I can follow the data modeling process for PDF data extraction, but I’m wondering if there’s a similar process for PDF “clipped regions” from V7?
I’ve found that with PDF input it’s usually not just pure data extraction, clipped regions are needed to add/remove barcodes & logos as well as reflow or retain document components. I understand that design in Connect will be very different, that’s OK, but I don’t seem to be able to find that feature… am I missing it?
Currently, it’s not possible to capture images from PDF input in the DataMapper. In fact, having binary data in the Record is not possible.
There are a few workarounds possible until the “if and when” this is available. However, they all require other tools.
One option would be to use a PlanetPress Design document, use its clipped region feature to select the image, then save that as an image in a specific location using PlanetPress Image’s features. This image could then be accessed from the Designer module using a specific path, either on the hard drive or on a URL.
Another option would be to use external programs to crop the PDF, then save it as an image. There seems to be a few such as PyPDF, GhostScript, Coherent PDF, ImageMagick, PDFill… In each case, you can still only export an image that you’ll need to save somewhere and access from the Designer module.
There’s technically a way to have an image in the record, by encoding it into its base64 string version, however it would still require the external crop & convert in addition to a script that loads the file and converts it (there’s a possible conversion script here), so it would be an extra step unless you really need to do it this way.
Of course, these workarounds are only until this feature is implemented in the DataMapper module!
If I understand correctly, then, Connect isn’t able to use PDF as input in any scenario where the PDF itself needs to be used as a resource in some fashion (background, clipped regions, etc.). At least not without a fair amount of work outside the Connect Design environment.
I, for one, would definitely vote for getting the functionality into Connect in some way, shape or form if at all possible.
It’s a pretty compelling feature that I see used quite a bit. In fact, I was just involved in a large project that was won solely on PlanetPress’s ability to enrich PDF datastreams (i.e. interchange PDF regions and data extraction regions through the workflow). Even if the current V7 Design tool had to live on under the V8 umbrella, instead of folding the feature into Connect, I’d think it would be a smart move.
For now, sticking with V7 for these type of projects works for me.

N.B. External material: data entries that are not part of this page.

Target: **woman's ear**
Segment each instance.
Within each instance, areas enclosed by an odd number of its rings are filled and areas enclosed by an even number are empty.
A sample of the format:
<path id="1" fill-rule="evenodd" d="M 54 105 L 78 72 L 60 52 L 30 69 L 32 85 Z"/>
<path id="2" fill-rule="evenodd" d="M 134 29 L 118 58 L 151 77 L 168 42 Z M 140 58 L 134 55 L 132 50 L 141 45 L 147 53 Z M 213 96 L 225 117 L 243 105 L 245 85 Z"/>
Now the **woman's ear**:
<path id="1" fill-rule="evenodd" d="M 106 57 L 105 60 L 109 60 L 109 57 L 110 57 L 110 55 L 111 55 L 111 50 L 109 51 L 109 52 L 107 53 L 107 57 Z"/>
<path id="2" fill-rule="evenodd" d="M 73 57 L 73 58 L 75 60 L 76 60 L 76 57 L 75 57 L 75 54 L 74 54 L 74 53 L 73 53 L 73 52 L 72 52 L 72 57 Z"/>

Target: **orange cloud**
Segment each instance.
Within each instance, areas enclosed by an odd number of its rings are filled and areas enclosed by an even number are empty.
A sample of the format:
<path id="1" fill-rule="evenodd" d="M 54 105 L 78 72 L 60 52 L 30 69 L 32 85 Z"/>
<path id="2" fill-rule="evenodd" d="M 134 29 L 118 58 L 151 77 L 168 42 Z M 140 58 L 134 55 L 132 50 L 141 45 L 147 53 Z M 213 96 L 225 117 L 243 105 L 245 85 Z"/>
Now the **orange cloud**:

Actually, there is one thing you can do with the PDF and it’s place it as a background. When you have a PDF data mapping configuration, I believe that by default in a Print context, it will add the PDF as a background image to the section and repeat the section automatically for all the page in the record (if it doesn’t, check in the section properties, there’s an option for it). This is equivalent to the “Enhance with PlanetPress” feature that was introduced for PDF files in version 7, so you can add barcodes, OMR Marks and do imposition on PDF files in Connect - much more easily, actually!
PDF tools in the DataMapper and Designer module will gradually reach the level that you were used to in V7, such as the clipping, displaying a pdf’s specific page, etc.